Les Chroniques de l'Imaginaire

Le livre écorné de ma vie - Shepard, Lucius

Thomas Cradle est un écrivain à succès. Un jour, il tombe sur un roman signé, apparemment, par un homonyme. Curieux, il se le procure, et est troublé de constater non seulement des similitudes biographiques avec l'auteur, mais aussi que le style de ce dernier ressemble bien à sa propre écriture au début de sa carrière.

Il décide de reproduire le périple raconté dans le roman en question, et part donc au Cambodge. Il n'est toutefois pas question de voyager à la dure, et il loue un bateau confortable. La belle Lucy apportera sa connaissance des drogues, et ses propres charmes s'ajouteront à ceux du voyage. Assez rapidement, toutefois, des phénomènes troublants se produisent, et il est de plus en plus certain qu'en effet un autre, voire d'autres, Tom Cradle existe(nt) bel et bien.

Le style très reconnaissable de l'auteur, ainsi que son ironie discrète, seront familiers à ses lecteurs habituels. Ceux qui ne l'auraient encore jamais lu pourraient être tentés pour un début par ce roman court.
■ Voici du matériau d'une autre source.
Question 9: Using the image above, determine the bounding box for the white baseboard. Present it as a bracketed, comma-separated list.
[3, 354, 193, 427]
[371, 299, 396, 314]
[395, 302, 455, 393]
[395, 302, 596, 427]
Lucius Shepard fait partie de ces écrivains à l'aise sur la ligne entre réalisme et fantastique, là où le monde que nous connaissons est sans cesse sur le point de devenir autre chose.

Ici, il s'agit d'imaginer comment quelqu'un peut évoluer, comment de petits changements peuvent croître, et les conséquences que cela peut avoir, dans les rapports de chacun aux autres, avec ou sans majuscule. J'ai trouvé particulièrement intéressante, pour ma part, l'image d'une entité supérieure, inconnaissable, et la relation que chacune des versions de Cradle peut avoir avec elle, mon idée étant que, dans tous leurs aspects antipathiques, les Cradle sont une représentation adéquate de l'humanité dans son ensemble. De ce fait, les différentes hypothèses quant à sa relation avec ladite entité m'ont bien plu.

Par ailleurs, cette sorte de road-movie aquatique dans une Asie du Sud-Est très largement fantasmée fait inévitablement penser au Conrad d'Au coeur des ténèbres, différence de continent mise à part, bien sûr. La critique omniprésente dans le roman de la conduite des Occidentaux en Asie, bien que discrète, accompagne le narrateur. Celui-ci, comme les autres personnages, est dessiné à grand traits, mais cette aquarelle n'en est pas moins acérée.

En somme, une lecture qui plaira certainement aux fans de Shepard, et qui à mon sens constitue une bonne introduction à l'auteur pour les autres, d'autant que la couverture à la fois superbe et appropriée d'Aurélien Police en fait une nouvelle publication remarquable dans une excellente collection.